The Socialists' Revenge
"By 11:30 on a Thursday night, the club is full. Some two thousand people sit at rows of tables with maroon tablecloths, forming a semicircle around the stage, and wait for the show to start. Those who are less fortunate stand on the balcony. Everything is painted black, except for the wall around the club's interior perimeter. Here there are backlit, translucent orange panels that read VODAPHONE, the telecommunications company, and below the firm's name: HOW ARE YOU? Overhead, there are enough spotlights to light a Broadway play. Behind the bandstand, there is a silk screen of three illuminated red rosebuds that takes up the entire wall. Our table is right up against the front of the stage because we are with a big spender – a coarse twentysomething spending his father's money – who knows the manager. To get our table, we have bypassed the people who are standing on line waiting to pay the standing-room charge, and walked past patrons at tables who look at us as if we must be important to be seated in such a prime spot. But while we are ahead of almost everyone in the place, we are not any more comfortable. Although Diogenis Studio is huge, there are so many tables and chairs squeezed into the place that everyone feels cramped. This is how I get to know Marie. Technically, she is sitting at the table next to ours, but she and I are so close that the distinction is meaningless.

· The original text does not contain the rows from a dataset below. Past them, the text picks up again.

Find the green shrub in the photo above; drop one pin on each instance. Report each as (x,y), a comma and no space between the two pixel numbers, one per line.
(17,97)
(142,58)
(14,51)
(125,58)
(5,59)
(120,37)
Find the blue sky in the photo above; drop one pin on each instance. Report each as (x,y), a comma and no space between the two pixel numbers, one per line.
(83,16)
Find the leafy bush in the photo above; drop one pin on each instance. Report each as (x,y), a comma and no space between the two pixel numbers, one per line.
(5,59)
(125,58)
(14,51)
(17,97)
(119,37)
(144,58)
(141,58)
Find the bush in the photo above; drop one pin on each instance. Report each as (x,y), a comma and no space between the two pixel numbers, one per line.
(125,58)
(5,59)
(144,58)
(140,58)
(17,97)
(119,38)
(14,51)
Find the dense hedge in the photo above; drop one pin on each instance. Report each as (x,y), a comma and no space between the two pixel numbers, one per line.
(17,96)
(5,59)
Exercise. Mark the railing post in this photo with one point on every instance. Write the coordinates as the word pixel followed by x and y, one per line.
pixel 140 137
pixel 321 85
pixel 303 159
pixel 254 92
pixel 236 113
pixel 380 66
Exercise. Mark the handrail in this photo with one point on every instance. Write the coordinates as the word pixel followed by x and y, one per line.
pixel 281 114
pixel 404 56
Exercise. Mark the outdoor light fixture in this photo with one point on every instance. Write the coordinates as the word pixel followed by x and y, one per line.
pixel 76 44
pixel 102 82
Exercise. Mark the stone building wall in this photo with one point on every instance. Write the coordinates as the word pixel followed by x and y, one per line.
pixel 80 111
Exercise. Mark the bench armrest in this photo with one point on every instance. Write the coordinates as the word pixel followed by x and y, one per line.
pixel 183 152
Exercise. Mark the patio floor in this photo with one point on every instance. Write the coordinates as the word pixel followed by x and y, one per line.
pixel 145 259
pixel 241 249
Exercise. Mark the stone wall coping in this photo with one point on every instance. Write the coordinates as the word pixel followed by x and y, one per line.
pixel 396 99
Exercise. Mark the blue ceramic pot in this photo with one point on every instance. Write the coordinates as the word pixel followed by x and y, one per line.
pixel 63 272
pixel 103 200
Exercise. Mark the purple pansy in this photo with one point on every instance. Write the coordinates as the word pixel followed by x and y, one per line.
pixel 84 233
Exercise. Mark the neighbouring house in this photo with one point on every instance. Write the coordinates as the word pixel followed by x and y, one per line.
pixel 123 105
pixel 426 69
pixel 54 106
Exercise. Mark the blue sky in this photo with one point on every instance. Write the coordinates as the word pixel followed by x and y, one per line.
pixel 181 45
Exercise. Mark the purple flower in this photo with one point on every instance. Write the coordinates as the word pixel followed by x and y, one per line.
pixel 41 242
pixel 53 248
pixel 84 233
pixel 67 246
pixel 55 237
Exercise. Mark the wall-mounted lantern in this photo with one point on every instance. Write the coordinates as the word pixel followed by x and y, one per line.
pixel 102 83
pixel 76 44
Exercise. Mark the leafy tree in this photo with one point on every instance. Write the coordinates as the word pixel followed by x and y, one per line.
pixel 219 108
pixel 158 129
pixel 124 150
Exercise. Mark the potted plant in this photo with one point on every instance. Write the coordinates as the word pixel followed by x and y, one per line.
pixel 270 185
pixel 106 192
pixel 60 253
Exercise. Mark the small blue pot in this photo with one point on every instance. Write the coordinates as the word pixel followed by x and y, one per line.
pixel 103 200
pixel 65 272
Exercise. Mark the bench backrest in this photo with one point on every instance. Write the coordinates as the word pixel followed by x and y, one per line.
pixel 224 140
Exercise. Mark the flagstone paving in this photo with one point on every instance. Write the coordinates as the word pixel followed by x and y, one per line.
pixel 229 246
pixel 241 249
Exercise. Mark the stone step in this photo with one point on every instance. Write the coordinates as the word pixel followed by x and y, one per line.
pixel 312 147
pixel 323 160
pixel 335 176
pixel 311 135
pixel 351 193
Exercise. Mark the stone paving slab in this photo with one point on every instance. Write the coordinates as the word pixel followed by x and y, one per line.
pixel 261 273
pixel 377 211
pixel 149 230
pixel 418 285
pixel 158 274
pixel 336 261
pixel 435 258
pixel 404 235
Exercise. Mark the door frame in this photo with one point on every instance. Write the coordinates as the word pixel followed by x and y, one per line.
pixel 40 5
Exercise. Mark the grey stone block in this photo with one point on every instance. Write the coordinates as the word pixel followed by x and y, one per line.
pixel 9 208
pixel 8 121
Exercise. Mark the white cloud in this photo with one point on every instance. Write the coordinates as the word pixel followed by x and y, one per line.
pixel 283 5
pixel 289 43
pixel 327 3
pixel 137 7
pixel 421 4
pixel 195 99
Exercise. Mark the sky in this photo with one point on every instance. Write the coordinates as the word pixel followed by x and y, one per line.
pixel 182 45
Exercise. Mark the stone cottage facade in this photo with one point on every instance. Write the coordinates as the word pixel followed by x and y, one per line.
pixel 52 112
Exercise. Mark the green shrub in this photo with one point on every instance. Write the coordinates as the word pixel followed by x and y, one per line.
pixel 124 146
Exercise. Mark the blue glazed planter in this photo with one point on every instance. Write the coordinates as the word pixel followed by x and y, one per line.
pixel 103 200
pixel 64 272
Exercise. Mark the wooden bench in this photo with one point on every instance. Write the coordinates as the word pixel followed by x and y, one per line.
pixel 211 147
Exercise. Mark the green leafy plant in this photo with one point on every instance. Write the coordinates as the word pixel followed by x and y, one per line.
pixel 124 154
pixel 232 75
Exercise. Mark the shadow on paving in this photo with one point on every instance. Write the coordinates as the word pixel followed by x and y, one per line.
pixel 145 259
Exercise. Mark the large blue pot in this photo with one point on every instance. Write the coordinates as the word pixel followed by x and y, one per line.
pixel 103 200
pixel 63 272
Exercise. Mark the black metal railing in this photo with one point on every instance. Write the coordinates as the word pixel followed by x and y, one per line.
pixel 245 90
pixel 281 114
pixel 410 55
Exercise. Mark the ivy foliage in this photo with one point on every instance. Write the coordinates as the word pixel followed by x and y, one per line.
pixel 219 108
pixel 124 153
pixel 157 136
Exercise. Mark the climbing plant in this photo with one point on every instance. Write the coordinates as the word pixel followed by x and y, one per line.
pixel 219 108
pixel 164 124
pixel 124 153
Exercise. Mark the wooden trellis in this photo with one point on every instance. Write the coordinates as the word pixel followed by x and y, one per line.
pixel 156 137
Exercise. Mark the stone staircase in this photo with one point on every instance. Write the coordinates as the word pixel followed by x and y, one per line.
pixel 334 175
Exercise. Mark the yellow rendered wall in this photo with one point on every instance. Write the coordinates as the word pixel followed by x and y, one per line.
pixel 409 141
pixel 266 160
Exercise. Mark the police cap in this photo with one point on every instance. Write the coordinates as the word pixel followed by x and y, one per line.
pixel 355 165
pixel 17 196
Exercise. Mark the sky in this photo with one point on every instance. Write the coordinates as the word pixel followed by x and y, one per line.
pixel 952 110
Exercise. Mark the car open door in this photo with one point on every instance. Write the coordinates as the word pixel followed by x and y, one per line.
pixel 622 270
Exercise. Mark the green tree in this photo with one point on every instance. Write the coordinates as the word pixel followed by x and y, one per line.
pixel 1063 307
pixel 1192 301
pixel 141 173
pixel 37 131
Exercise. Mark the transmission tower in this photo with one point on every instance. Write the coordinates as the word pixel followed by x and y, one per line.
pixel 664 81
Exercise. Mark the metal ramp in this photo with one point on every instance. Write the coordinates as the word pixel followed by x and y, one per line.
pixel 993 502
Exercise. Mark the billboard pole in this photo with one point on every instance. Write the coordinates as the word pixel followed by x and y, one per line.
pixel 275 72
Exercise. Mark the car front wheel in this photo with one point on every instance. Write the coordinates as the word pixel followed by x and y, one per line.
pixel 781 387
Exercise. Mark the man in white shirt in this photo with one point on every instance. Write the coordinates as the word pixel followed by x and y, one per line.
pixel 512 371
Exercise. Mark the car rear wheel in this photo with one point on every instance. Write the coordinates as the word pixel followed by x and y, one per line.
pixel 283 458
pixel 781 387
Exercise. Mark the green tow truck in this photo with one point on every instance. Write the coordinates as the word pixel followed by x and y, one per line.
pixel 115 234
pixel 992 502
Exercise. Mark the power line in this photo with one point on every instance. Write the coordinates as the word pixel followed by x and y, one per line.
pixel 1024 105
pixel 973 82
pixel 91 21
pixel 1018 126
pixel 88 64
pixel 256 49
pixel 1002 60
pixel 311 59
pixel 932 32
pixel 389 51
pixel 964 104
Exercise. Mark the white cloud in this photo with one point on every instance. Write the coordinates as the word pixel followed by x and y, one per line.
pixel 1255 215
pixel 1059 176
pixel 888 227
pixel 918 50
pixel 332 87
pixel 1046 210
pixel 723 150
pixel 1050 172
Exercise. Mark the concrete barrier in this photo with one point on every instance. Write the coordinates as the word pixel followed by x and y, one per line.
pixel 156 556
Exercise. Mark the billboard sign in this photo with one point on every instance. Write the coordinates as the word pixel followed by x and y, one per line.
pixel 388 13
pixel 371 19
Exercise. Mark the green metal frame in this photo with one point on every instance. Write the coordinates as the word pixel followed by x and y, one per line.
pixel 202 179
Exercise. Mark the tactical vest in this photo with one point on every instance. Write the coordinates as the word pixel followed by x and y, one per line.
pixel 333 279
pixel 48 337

To my eye, women outnumber the men. Ages range from late teens to late sixties. The women's hair color of choice is blond, everyone's favorite pastime is smoking. All the patrons are well dressed. Moments after we sit down, the standard fare arrives: bottles of Johnny Walker Black, Coke, water, ice, and plates of fruit and dried nuts. A friend and government insider leans over and tells me that the building we are in was erected entirely with European Union funds. The late socialist prime minister, Andreas Papandreou, helped the owner, a close friend, secure the subsidy under the guise that the building would server as a cultural center. It now houses a television studio and one other nightclub. Here, I think, is the socialists' revenge for decades of right-wing domination: putting the force of government at the service of popular culture, even if an evening here costs more than many Athenians make in a month."
From Facing Athens, by George Sarrinikolaou, published by North Point Press, 2004. This excerpt is from pages 60-61.